“It’s a wonder they don’t begin shooting,” mused Tom. “A crowd of men like that, with two of them masked, won’t stop at shooting. Maybe I’d better get down a bit.”

He had been standing up in the boat, the better to make adjustments to the motor, but now, as he thought of the possibility of being fired upon, he crouched down to give less of a target to the men.

This move of his seemed to be misinterpreted by the pursuers, for one of them cried:

“There he goes overboard! One of you take after him!” This was shouted by one of the masked men, whose identity Tom Swift could only guess at, though he judged all of them to be some of his enemies.

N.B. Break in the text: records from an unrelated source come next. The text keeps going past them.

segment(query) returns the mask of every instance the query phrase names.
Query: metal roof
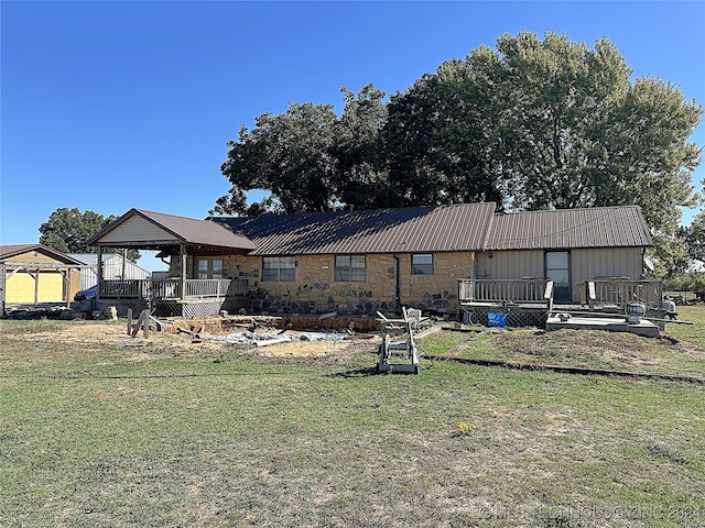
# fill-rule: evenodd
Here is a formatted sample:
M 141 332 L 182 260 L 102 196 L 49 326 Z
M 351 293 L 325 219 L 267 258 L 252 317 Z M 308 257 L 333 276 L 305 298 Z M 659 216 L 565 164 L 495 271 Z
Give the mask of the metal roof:
M 252 240 L 252 255 L 420 253 L 481 250 L 495 204 L 221 218 Z
M 653 245 L 639 206 L 497 215 L 486 250 Z
M 0 245 L 0 261 L 4 258 L 10 258 L 15 255 L 21 255 L 22 253 L 28 253 L 30 251 L 36 251 L 44 253 L 45 255 L 51 256 L 52 258 L 56 258 L 57 261 L 63 261 L 66 264 L 83 264 L 83 262 L 74 258 L 73 256 L 63 253 L 58 250 L 50 248 L 44 244 L 6 244 Z
M 133 216 L 142 217 L 185 244 L 231 248 L 246 251 L 254 249 L 254 243 L 251 240 L 232 233 L 230 230 L 224 229 L 224 227 L 218 223 L 209 222 L 207 220 L 177 217 L 175 215 L 166 215 L 163 212 L 145 211 L 143 209 L 130 209 L 113 223 L 91 237 L 88 240 L 88 244 L 100 244 L 101 238 Z

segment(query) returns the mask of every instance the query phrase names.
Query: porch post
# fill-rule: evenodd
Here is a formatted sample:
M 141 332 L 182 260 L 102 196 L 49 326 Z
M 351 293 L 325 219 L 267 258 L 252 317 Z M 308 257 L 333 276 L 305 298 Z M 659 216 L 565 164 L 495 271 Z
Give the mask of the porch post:
M 100 288 L 102 288 L 102 245 L 98 244 L 98 264 L 96 275 L 98 275 L 98 288 L 96 290 L 96 301 L 100 299 Z
M 181 300 L 186 298 L 186 244 L 181 244 Z

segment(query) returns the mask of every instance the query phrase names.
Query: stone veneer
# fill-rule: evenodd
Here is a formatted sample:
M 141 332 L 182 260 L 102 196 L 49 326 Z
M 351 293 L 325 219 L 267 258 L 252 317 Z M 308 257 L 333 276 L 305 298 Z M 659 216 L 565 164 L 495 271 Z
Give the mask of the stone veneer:
M 400 301 L 408 308 L 455 314 L 458 310 L 458 278 L 471 275 L 471 254 L 435 253 L 433 275 L 412 275 L 411 254 L 400 253 Z M 269 314 L 368 314 L 394 309 L 397 261 L 391 254 L 367 255 L 365 282 L 335 282 L 335 255 L 295 257 L 295 282 L 263 282 L 262 258 L 225 255 L 226 278 L 247 279 L 250 294 L 248 311 Z M 188 260 L 188 276 L 192 275 Z M 178 274 L 178 266 L 173 266 Z

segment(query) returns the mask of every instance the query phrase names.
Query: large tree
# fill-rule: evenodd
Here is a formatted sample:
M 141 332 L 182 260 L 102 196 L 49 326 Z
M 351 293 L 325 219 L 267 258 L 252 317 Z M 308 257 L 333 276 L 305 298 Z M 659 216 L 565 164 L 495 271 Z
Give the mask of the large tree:
M 240 129 L 228 143 L 223 174 L 232 184 L 218 199 L 215 212 L 326 211 L 338 200 L 330 148 L 336 116 L 332 105 L 291 103 L 286 112 L 264 113 L 256 127 Z M 248 208 L 246 193 L 271 193 Z
M 40 243 L 64 253 L 95 253 L 97 250 L 87 244 L 88 239 L 115 220 L 112 215 L 104 217 L 89 210 L 80 212 L 78 208 L 59 207 L 40 226 Z M 129 250 L 127 257 L 137 262 L 140 252 Z
M 371 85 L 330 106 L 292 105 L 229 143 L 216 212 L 495 201 L 532 210 L 637 204 L 661 255 L 695 204 L 688 142 L 702 108 L 632 70 L 607 40 L 502 35 L 447 61 L 384 106 Z M 246 191 L 271 193 L 249 205 Z

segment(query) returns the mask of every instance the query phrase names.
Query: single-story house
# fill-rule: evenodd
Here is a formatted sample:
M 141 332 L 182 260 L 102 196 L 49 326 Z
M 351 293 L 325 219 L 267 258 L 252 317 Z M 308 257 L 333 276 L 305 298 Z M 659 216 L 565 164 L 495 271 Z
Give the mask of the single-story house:
M 85 264 L 44 244 L 0 245 L 1 314 L 12 305 L 70 306 Z
M 541 298 L 552 282 L 555 301 L 570 304 L 582 300 L 586 280 L 642 278 L 652 240 L 638 206 L 495 210 L 484 202 L 195 220 L 131 209 L 89 243 L 98 255 L 161 251 L 171 278 L 153 282 L 151 296 L 178 315 L 204 314 L 196 304 L 232 309 L 236 297 L 251 312 L 454 314 L 459 279 L 482 292 L 520 284 L 518 300 Z M 115 298 L 105 283 L 99 296 Z
M 97 253 L 68 253 L 68 256 L 83 262 L 88 267 L 80 271 L 80 289 L 88 289 L 98 284 L 98 254 Z M 104 253 L 104 278 L 150 278 L 150 272 L 138 266 L 119 253 Z

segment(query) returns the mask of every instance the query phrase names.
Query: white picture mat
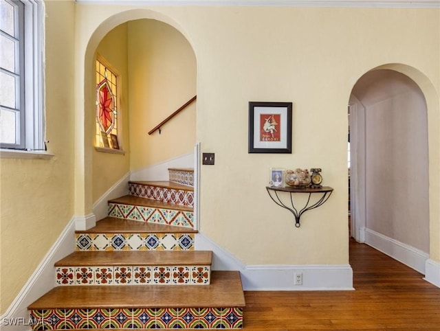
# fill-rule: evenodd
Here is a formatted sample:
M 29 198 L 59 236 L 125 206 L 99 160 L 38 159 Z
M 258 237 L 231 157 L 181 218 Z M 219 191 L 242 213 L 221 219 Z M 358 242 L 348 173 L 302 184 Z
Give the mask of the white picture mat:
M 260 115 L 280 114 L 280 141 L 260 141 Z M 287 148 L 287 107 L 254 107 L 254 148 Z

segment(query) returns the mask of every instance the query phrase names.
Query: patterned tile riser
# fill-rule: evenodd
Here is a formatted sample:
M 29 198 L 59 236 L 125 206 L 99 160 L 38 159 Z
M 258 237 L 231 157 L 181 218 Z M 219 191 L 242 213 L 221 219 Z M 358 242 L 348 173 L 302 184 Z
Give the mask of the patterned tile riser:
M 210 266 L 60 266 L 56 285 L 209 285 Z
M 109 203 L 109 216 L 193 228 L 194 213 L 192 212 Z
M 241 308 L 49 309 L 32 310 L 32 330 L 239 329 Z
M 131 195 L 154 199 L 164 203 L 174 203 L 181 206 L 194 207 L 194 192 L 158 187 L 149 185 L 129 183 Z
M 76 251 L 192 251 L 192 233 L 76 233 Z
M 194 172 L 189 171 L 168 170 L 170 181 L 194 186 Z

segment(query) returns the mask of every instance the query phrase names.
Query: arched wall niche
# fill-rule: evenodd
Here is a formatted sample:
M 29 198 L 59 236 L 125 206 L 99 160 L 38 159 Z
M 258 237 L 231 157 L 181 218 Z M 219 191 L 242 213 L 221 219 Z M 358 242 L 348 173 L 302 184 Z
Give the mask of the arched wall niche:
M 80 15 L 79 15 L 80 16 Z M 75 127 L 75 212 L 76 215 L 84 215 L 85 225 L 82 227 L 89 228 L 96 222 L 92 213 L 91 194 L 91 166 L 92 144 L 94 123 L 90 116 L 87 114 L 94 112 L 94 60 L 98 46 L 107 33 L 117 26 L 126 22 L 139 19 L 156 20 L 170 25 L 180 32 L 186 39 L 192 49 L 196 58 L 197 54 L 185 30 L 178 22 L 170 17 L 150 10 L 136 9 L 126 10 L 118 13 L 109 14 L 107 16 L 97 19 L 96 27 L 89 32 L 82 32 L 77 38 L 78 49 L 82 48 L 77 53 L 76 60 L 76 67 L 79 68 L 76 73 L 76 86 L 78 87 L 76 93 Z M 82 69 L 80 69 L 82 68 Z M 83 87 L 83 89 L 79 88 Z M 88 220 L 90 220 L 90 222 Z M 77 229 L 84 229 L 78 227 Z
M 429 260 L 438 262 L 440 260 L 440 212 L 439 209 L 439 201 L 440 199 L 440 190 L 439 189 L 440 179 L 439 176 L 440 135 L 439 132 L 440 128 L 439 126 L 439 96 L 432 82 L 417 69 L 403 64 L 390 63 L 378 66 L 369 71 L 380 69 L 393 70 L 406 76 L 417 84 L 426 100 L 428 117 L 429 172 Z M 358 81 L 361 80 L 364 74 L 360 76 Z M 355 84 L 354 86 L 355 86 Z M 362 172 L 362 170 L 361 169 L 360 171 Z M 365 212 L 362 209 L 362 208 L 361 207 L 361 215 L 362 212 Z M 363 223 L 363 225 L 364 226 L 364 223 Z M 361 222 L 361 224 L 358 225 L 358 226 L 362 227 L 362 222 Z M 362 235 L 358 236 L 356 239 L 360 239 L 360 241 L 363 241 Z

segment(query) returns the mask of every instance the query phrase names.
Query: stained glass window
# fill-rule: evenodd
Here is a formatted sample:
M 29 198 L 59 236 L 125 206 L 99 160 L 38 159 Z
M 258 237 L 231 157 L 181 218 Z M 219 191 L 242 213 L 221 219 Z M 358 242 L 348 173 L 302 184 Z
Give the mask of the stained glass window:
M 118 74 L 102 57 L 96 60 L 96 136 L 98 147 L 119 149 Z

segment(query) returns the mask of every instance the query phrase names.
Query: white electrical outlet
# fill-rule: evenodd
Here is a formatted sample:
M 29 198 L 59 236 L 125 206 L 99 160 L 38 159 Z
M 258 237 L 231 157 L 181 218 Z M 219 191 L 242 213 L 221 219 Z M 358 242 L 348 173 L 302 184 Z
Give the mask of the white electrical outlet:
M 302 273 L 295 273 L 295 285 L 302 285 Z

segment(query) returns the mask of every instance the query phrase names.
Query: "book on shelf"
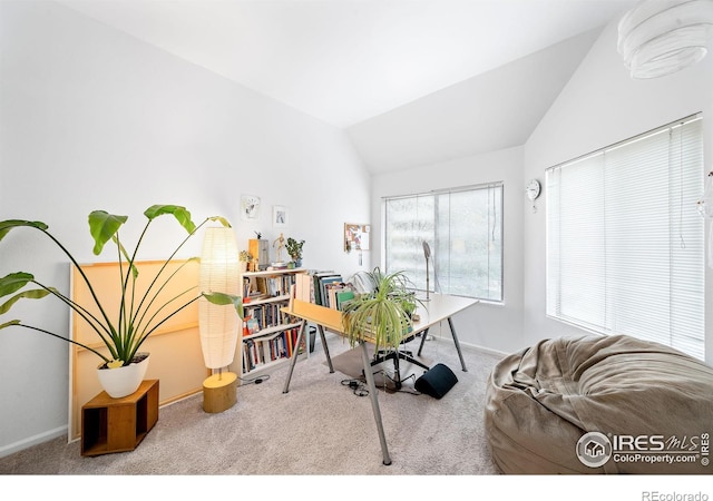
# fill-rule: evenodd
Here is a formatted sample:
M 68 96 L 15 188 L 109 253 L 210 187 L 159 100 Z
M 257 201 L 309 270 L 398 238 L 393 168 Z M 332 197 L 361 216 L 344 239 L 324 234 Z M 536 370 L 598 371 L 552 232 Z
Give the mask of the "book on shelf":
M 354 299 L 354 288 L 350 286 L 348 288 L 344 288 L 343 291 L 338 292 L 335 298 L 336 301 L 334 306 L 336 307 L 336 310 L 344 310 L 344 305 Z
M 333 276 L 324 276 L 320 278 L 320 303 L 322 306 L 328 306 L 330 304 L 330 287 L 329 284 L 340 284 L 342 283 L 342 275 L 333 275 Z
M 329 278 L 338 278 L 341 281 L 342 276 L 334 272 L 311 272 L 310 276 L 312 277 L 312 287 L 314 293 L 314 301 L 310 301 L 310 303 L 322 305 L 322 282 Z

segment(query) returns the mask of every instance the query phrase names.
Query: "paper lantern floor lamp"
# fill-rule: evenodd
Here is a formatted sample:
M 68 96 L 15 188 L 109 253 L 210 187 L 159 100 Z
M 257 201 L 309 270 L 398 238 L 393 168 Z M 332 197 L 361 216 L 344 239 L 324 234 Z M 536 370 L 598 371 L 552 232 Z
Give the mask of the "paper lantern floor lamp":
M 201 254 L 201 291 L 240 295 L 240 262 L 235 233 L 231 227 L 208 227 Z M 201 298 L 198 327 L 206 367 L 213 375 L 203 383 L 203 410 L 223 412 L 237 401 L 237 375 L 224 371 L 233 363 L 240 320 L 232 306 Z

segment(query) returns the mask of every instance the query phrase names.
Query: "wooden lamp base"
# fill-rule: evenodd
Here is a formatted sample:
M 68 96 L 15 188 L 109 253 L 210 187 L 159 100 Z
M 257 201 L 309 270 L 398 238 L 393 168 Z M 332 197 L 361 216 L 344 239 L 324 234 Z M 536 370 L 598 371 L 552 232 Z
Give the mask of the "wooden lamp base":
M 203 382 L 203 410 L 216 413 L 231 409 L 237 402 L 237 374 L 213 374 Z

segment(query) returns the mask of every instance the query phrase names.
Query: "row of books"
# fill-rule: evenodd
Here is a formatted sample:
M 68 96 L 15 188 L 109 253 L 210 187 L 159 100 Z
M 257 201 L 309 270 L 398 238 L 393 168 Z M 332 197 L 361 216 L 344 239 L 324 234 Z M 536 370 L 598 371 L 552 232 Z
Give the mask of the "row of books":
M 304 353 L 304 338 L 302 344 L 296 346 L 299 332 L 299 327 L 294 327 L 273 336 L 245 340 L 243 343 L 243 373 L 280 358 L 290 358 L 295 348 L 297 353 Z
M 287 295 L 294 283 L 295 277 L 292 273 L 276 276 L 246 276 L 243 278 L 243 297 L 254 299 Z
M 334 272 L 310 272 L 295 276 L 294 297 L 328 308 L 342 310 L 354 298 L 354 287 Z
M 282 323 L 280 308 L 282 303 L 263 303 L 255 306 L 245 305 L 245 318 L 243 320 L 243 335 L 247 336 L 274 327 Z

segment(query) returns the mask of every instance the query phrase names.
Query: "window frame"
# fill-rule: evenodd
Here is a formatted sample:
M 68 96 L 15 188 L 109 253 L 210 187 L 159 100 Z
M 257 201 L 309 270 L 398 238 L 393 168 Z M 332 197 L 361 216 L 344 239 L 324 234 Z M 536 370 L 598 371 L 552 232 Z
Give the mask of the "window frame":
M 477 185 L 468 185 L 468 186 L 459 186 L 459 187 L 453 187 L 453 188 L 445 188 L 445 189 L 438 189 L 438 190 L 431 190 L 431 191 L 426 191 L 426 193 L 417 193 L 417 194 L 406 194 L 406 195 L 399 195 L 399 196 L 384 196 L 382 197 L 382 203 L 381 203 L 381 220 L 382 220 L 382 266 L 384 268 L 384 271 L 387 273 L 392 272 L 394 269 L 391 269 L 391 265 L 389 263 L 390 257 L 389 257 L 389 217 L 388 217 L 388 204 L 391 200 L 399 200 L 399 199 L 416 199 L 418 200 L 419 197 L 439 197 L 439 196 L 449 196 L 449 204 L 450 204 L 450 196 L 451 195 L 457 195 L 457 194 L 461 194 L 461 193 L 468 193 L 468 191 L 481 191 L 481 190 L 488 190 L 488 191 L 492 191 L 492 196 L 490 195 L 490 193 L 488 193 L 488 199 L 487 199 L 487 210 L 489 212 L 490 208 L 492 207 L 492 214 L 488 213 L 489 217 L 492 215 L 492 218 L 495 220 L 495 225 L 497 225 L 497 235 L 499 235 L 499 273 L 497 274 L 497 277 L 492 277 L 492 275 L 490 274 L 490 271 L 494 269 L 490 267 L 490 265 L 488 265 L 488 283 L 486 284 L 485 289 L 489 289 L 489 284 L 490 282 L 492 282 L 494 279 L 497 281 L 498 285 L 499 285 L 499 297 L 495 298 L 495 297 L 480 297 L 477 294 L 477 288 L 471 288 L 470 291 L 467 291 L 466 293 L 455 293 L 455 292 L 450 292 L 452 291 L 452 288 L 449 288 L 448 286 L 446 287 L 439 287 L 439 282 L 442 282 L 442 277 L 440 276 L 442 273 L 442 267 L 443 264 L 441 262 L 441 264 L 439 265 L 439 259 L 441 258 L 441 256 L 446 253 L 443 250 L 442 247 L 442 242 L 443 242 L 443 237 L 439 237 L 438 235 L 436 235 L 438 233 L 437 228 L 433 228 L 433 237 L 432 238 L 427 238 L 429 239 L 429 245 L 431 247 L 431 261 L 430 263 L 430 278 L 431 278 L 431 286 L 430 289 L 431 292 L 442 292 L 445 294 L 451 294 L 451 295 L 458 295 L 458 296 L 463 296 L 463 297 L 472 297 L 476 299 L 479 299 L 480 302 L 484 303 L 491 303 L 491 304 L 504 304 L 505 303 L 505 183 L 502 180 L 497 180 L 497 181 L 489 181 L 489 183 L 481 183 L 481 184 L 477 184 Z M 433 203 L 433 209 L 432 209 L 432 224 L 433 226 L 437 225 L 437 220 L 438 220 L 438 208 L 437 208 L 438 204 Z M 486 205 L 484 204 L 482 207 L 486 207 Z M 452 218 L 450 218 L 449 215 L 449 223 L 448 223 L 448 228 L 449 230 L 447 232 L 448 237 L 446 238 L 446 243 L 447 243 L 447 248 L 448 248 L 448 255 L 450 255 L 450 234 L 451 234 L 451 220 Z M 490 226 L 490 219 L 488 219 L 488 225 Z M 442 229 L 442 228 L 441 228 Z M 437 242 L 433 242 L 437 240 Z M 417 250 L 418 254 L 420 254 L 421 259 L 420 263 L 422 263 L 422 265 L 417 265 L 416 269 L 418 271 L 418 273 L 420 274 L 420 276 L 417 277 L 417 279 L 414 281 L 413 284 L 413 289 L 416 292 L 426 292 L 426 278 L 424 278 L 424 274 L 426 274 L 426 257 L 424 257 L 424 252 L 421 252 L 421 246 L 419 246 L 419 249 Z M 487 257 L 491 256 L 491 253 L 486 253 Z M 414 261 L 418 262 L 418 261 Z M 436 269 L 433 269 L 436 268 Z M 440 272 L 439 272 L 440 269 Z M 439 278 L 436 279 L 436 274 L 438 274 Z M 417 282 L 422 282 L 422 285 L 417 285 Z

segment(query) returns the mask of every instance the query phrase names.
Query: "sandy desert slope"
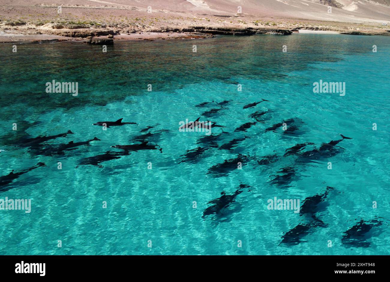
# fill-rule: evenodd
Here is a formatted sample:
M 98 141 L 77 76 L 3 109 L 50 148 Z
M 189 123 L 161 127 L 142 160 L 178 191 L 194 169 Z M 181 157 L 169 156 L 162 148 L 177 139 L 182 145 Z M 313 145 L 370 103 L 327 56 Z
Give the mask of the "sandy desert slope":
M 390 0 L 0 0 L 3 38 L 135 33 L 142 38 L 145 32 L 199 33 L 202 29 L 219 34 L 252 28 L 387 35 L 388 24 Z

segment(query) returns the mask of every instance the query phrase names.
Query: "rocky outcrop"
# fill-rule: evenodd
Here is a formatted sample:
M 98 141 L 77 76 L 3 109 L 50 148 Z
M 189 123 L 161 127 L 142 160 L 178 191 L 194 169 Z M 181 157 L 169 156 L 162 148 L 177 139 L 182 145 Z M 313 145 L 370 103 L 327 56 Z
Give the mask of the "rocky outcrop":
M 9 21 L 4 24 L 5 25 L 8 25 L 11 27 L 16 27 L 20 25 L 24 25 L 26 23 L 24 21 Z
M 361 32 L 360 31 L 344 31 L 340 32 L 342 34 L 352 34 L 353 35 L 372 35 L 372 34 Z
M 331 6 L 332 7 L 339 8 L 341 9 L 343 7 L 343 5 L 341 3 L 339 3 L 336 0 L 319 0 L 319 2 L 323 5 L 326 6 Z
M 84 43 L 94 45 L 113 45 L 114 40 L 112 38 L 93 38 L 89 36 Z
M 221 27 L 190 27 L 190 28 L 196 32 L 222 35 L 251 35 L 255 34 L 289 35 L 292 33 L 291 30 L 288 29 L 265 28 L 255 28 L 248 27 L 246 28 L 229 28 Z
M 45 32 L 42 30 L 42 32 Z M 67 37 L 81 37 L 85 38 L 88 36 L 99 36 L 101 35 L 107 35 L 109 34 L 116 34 L 119 31 L 112 30 L 82 29 L 78 30 L 54 30 L 49 31 L 48 33 L 50 34 L 58 35 Z M 46 32 L 45 32 L 46 33 Z

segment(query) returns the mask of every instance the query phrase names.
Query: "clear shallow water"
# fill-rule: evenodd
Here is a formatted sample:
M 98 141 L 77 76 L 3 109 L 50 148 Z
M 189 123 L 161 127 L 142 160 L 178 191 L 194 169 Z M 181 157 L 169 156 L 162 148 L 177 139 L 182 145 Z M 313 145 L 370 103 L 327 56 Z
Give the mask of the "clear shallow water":
M 199 41 L 117 43 L 107 53 L 99 47 L 75 43 L 2 44 L 0 96 L 0 171 L 24 169 L 44 162 L 21 176 L 0 199 L 30 199 L 32 211 L 1 211 L 2 254 L 388 254 L 386 242 L 390 208 L 387 172 L 390 139 L 387 106 L 390 83 L 390 37 L 293 34 L 289 36 L 220 37 Z M 197 52 L 192 52 L 192 45 Z M 376 45 L 378 52 L 372 52 Z M 282 52 L 282 46 L 288 52 Z M 45 84 L 77 82 L 79 94 L 47 94 Z M 346 82 L 346 94 L 314 94 L 322 79 Z M 238 83 L 242 91 L 237 91 Z M 153 91 L 147 90 L 151 84 Z M 243 109 L 250 103 L 269 100 Z M 212 148 L 199 161 L 179 163 L 186 151 L 199 146 L 204 133 L 180 133 L 179 122 L 193 121 L 203 102 L 232 100 L 208 119 L 226 126 L 218 145 L 249 137 L 231 151 Z M 254 121 L 248 115 L 266 111 L 264 123 L 245 133 L 235 128 Z M 103 121 L 137 125 L 104 131 L 92 124 Z M 290 118 L 304 123 L 294 135 L 265 129 Z M 18 130 L 12 130 L 12 124 Z M 378 130 L 372 130 L 373 123 Z M 163 148 L 76 168 L 83 158 L 103 154 L 110 146 L 127 144 L 147 126 L 168 132 L 150 142 Z M 64 155 L 37 155 L 15 144 L 26 134 L 74 133 L 43 145 L 100 141 Z M 219 133 L 219 128 L 213 129 Z M 302 162 L 283 157 L 297 144 L 316 145 L 340 138 L 340 153 Z M 304 150 L 313 148 L 308 146 Z M 278 159 L 259 165 L 254 159 L 227 176 L 208 169 L 238 153 L 252 156 L 276 154 Z M 57 169 L 62 162 L 62 169 Z M 327 168 L 331 161 L 332 169 Z M 152 169 L 147 169 L 147 163 Z M 286 166 L 297 170 L 287 186 L 273 184 L 273 175 Z M 223 191 L 231 195 L 240 183 L 250 185 L 222 215 L 202 218 L 207 203 Z M 299 244 L 279 245 L 282 236 L 304 217 L 292 211 L 268 210 L 267 200 L 306 198 L 336 189 L 317 216 L 328 224 L 317 227 Z M 250 190 L 250 191 L 248 191 Z M 106 201 L 107 208 L 102 208 Z M 197 208 L 193 208 L 196 201 Z M 372 208 L 372 202 L 378 208 Z M 373 228 L 369 247 L 342 244 L 343 232 L 360 219 L 384 218 Z M 61 240 L 62 247 L 57 247 Z M 148 240 L 152 247 L 147 247 Z M 242 247 L 237 247 L 238 240 Z M 327 247 L 332 241 L 332 248 Z

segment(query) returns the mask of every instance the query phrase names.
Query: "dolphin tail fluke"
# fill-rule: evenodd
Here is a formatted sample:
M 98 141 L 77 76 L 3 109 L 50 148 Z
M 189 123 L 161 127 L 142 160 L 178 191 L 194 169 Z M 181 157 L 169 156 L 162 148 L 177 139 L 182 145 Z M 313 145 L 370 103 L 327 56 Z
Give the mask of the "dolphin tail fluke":
M 340 134 L 340 136 L 342 137 L 343 139 L 352 139 L 352 138 L 350 138 L 350 137 L 346 137 L 345 136 L 344 136 L 344 135 L 343 135 L 342 134 Z
M 313 222 L 313 227 L 319 226 L 320 227 L 326 227 L 328 225 L 324 222 L 313 215 L 312 216 L 312 218 L 314 220 Z

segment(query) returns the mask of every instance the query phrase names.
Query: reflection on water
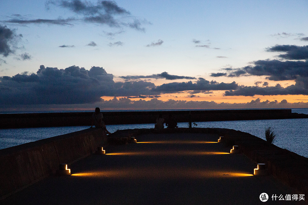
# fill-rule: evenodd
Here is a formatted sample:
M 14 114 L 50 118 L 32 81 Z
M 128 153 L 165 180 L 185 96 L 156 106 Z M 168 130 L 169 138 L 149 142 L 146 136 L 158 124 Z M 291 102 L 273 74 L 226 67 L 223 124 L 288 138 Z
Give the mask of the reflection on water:
M 307 108 L 292 109 L 292 112 L 308 114 Z M 308 157 L 308 119 L 195 122 L 197 128 L 232 129 L 249 133 L 265 139 L 265 128 L 270 126 L 277 136 L 274 144 Z M 187 122 L 179 123 L 179 127 L 188 127 Z M 118 130 L 152 128 L 154 124 L 110 125 L 111 132 Z M 0 149 L 63 135 L 88 128 L 89 126 L 0 129 Z

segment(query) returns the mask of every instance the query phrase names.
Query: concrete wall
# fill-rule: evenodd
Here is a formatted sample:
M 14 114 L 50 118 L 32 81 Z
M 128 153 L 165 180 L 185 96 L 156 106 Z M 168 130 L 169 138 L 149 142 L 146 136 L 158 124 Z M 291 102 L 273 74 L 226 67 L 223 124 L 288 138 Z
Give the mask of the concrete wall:
M 117 131 L 109 135 L 108 139 L 125 136 L 137 138 L 140 135 L 150 133 L 176 132 L 211 133 L 217 135 L 217 139 L 219 136 L 224 136 L 223 144 L 225 147 L 231 149 L 233 145 L 238 146 L 241 153 L 256 163 L 256 168 L 257 163 L 266 164 L 270 173 L 275 177 L 308 195 L 308 158 L 269 144 L 246 132 L 222 128 L 135 129 Z M 253 173 L 253 170 L 251 171 Z
M 154 123 L 160 112 L 172 114 L 178 122 L 308 118 L 291 109 L 217 110 L 102 112 L 106 124 Z M 191 115 L 189 115 L 189 112 Z M 58 112 L 0 114 L 0 128 L 89 125 L 93 112 Z
M 59 164 L 71 163 L 107 142 L 106 132 L 93 128 L 0 150 L 0 199 L 55 174 Z

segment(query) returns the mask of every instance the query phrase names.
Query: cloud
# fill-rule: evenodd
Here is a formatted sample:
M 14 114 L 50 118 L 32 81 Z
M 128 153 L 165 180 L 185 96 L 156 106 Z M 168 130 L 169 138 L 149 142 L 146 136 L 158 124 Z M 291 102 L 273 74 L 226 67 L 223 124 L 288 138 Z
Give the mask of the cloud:
M 298 77 L 308 77 L 308 61 L 278 60 L 259 60 L 253 62 L 254 66 L 233 69 L 228 76 L 239 77 L 243 75 L 268 76 L 271 81 L 294 80 Z
M 114 45 L 119 46 L 119 45 L 123 45 L 124 43 L 121 42 L 120 41 L 117 41 L 116 42 L 115 42 L 114 43 L 110 43 L 109 44 L 108 44 L 108 45 L 111 47 Z
M 94 41 L 91 41 L 88 44 L 87 44 L 87 45 L 90 46 L 96 46 L 97 45 L 97 44 L 95 43 Z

But the young inventor had no intention of jumping out of the boat to swim for safety. He knew he would soon be overtaken and captured. His only chance lay in beating the scoundrels in a race. Besides, he was in no physical condition to endure a long swim. He had been in a most uncomfortable, cramped position all night, and the exertion of filing off the chain and going through the tunnel to emerge on Barn Door Island had tired him. He had had no breakfast, and this lack was now beginning to make itself felt more than at first.

But as he crouched down in the boat, where only a small part of his body showed above the rail, he remembered that he had in his pocket some chocolate candy. He had bought it the night before on his trip to town.

“I’ll make a breakfast on that,” mused Tom.

So as he crouched there in the boat he reached into his pocket, got out the cake of chocolate, and began to nibble it. In a few minutes he felt decidedly better. That “gone” feeling had left his stomach, and he began to relish, rather than fear, the outcome of the impending struggle.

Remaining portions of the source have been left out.